Deriving Governing Equations for Shells - Part 2 — Lesson 3

This lesson covers the in-depth understanding of Shell Governing Equations and their associated boundary conditions. It explains the derivation of these equations, their coefficients, and the integration process. The lesson also discusses the Hamilton principle, kinetic energy, internal and external work done, and the strain energy of an elastic body. It further elaborates on the concept of variational principle and the derivation of ordinary differential equations. The lesson also touches upon the concept of shell theories and the conditions for different types of shells. For instance, it explains the Love Kirchhoff shell theory and the conditions for thin shells.
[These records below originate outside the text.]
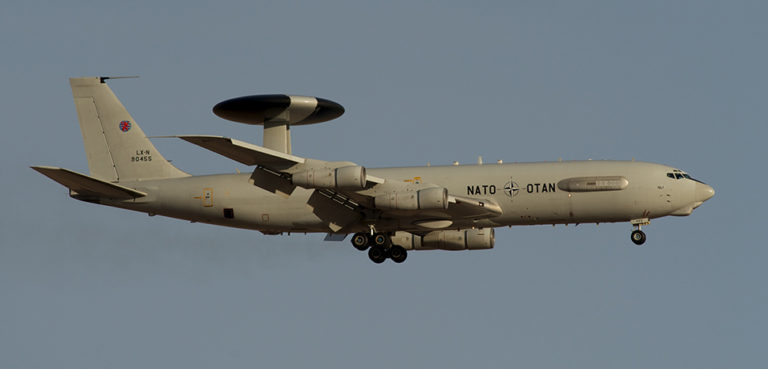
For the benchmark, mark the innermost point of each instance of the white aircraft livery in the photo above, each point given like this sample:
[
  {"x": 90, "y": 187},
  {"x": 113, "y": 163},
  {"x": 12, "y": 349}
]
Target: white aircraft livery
[{"x": 388, "y": 211}]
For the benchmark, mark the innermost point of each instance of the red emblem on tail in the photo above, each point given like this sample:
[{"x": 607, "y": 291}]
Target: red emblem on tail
[{"x": 125, "y": 126}]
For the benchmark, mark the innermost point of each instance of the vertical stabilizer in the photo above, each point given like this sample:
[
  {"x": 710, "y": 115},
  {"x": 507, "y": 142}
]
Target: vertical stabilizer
[{"x": 116, "y": 147}]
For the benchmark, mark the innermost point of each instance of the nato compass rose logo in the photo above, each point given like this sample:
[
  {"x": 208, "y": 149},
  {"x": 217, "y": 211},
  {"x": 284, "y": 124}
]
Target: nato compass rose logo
[
  {"x": 125, "y": 126},
  {"x": 511, "y": 189}
]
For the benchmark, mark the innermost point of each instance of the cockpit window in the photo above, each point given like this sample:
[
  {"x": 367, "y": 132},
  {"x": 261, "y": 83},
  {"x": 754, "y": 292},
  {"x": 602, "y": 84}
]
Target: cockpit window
[{"x": 679, "y": 174}]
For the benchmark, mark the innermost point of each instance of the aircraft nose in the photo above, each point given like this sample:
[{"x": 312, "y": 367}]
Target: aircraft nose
[{"x": 704, "y": 192}]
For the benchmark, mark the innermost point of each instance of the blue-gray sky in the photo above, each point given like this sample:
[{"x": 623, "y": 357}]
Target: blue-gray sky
[{"x": 677, "y": 82}]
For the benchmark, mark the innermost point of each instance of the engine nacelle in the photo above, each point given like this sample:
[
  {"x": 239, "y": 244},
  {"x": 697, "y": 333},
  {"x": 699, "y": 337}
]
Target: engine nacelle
[
  {"x": 469, "y": 239},
  {"x": 345, "y": 178},
  {"x": 426, "y": 199}
]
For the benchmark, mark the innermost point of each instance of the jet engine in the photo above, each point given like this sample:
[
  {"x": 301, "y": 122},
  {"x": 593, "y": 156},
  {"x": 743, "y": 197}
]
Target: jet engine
[
  {"x": 426, "y": 199},
  {"x": 469, "y": 239},
  {"x": 345, "y": 178}
]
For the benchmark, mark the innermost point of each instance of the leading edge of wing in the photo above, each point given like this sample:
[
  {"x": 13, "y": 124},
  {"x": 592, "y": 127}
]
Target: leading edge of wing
[{"x": 244, "y": 152}]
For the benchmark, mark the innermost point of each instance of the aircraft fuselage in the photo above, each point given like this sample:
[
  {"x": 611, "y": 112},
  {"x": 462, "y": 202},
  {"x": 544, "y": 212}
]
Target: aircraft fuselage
[{"x": 528, "y": 193}]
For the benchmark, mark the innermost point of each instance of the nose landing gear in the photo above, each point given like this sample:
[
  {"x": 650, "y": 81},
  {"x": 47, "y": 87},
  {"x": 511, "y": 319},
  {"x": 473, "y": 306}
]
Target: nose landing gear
[
  {"x": 638, "y": 236},
  {"x": 379, "y": 246}
]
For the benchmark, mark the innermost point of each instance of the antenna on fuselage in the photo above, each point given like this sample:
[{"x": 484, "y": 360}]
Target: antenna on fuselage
[{"x": 277, "y": 113}]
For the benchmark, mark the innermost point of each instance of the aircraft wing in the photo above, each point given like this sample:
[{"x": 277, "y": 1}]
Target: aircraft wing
[
  {"x": 85, "y": 185},
  {"x": 244, "y": 152},
  {"x": 275, "y": 170}
]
The lesson concludes with a discussion on the state of stress for thin shells and the challenges in solving shell equations.

Video Highlights

01:21 - Hamilton principle and potential energy
04:48 - Fundamental theorem of variational principle
08:06 - Effects of bending force on thin shells
11:54 - Boundary conditions in shell theories
23:54 - Love Kirchhoff shell theory
31:16 - Boundary conditions in Love Kirchhoff shell theory
46:52 - Discussion on the types of state of stress for thin shells

Key Takeaways

- Shell Governing Equations are derived from the Hamilton principle, considering kinetic energy, internal and external work done, and strain energy.
- The variational principle helps in deriving ordinary differential equations.
- Shell theories, such as Love Kirchhoff shell theory, provide conditions for different types of shells.
- The state of stress for thin shells can be categorized into membrane theory of shells and pure bending or flexural state of stress.
- Solving shell equations, especially for irregular shells, is a complex task due to the variable coefficients in the partial differential equations.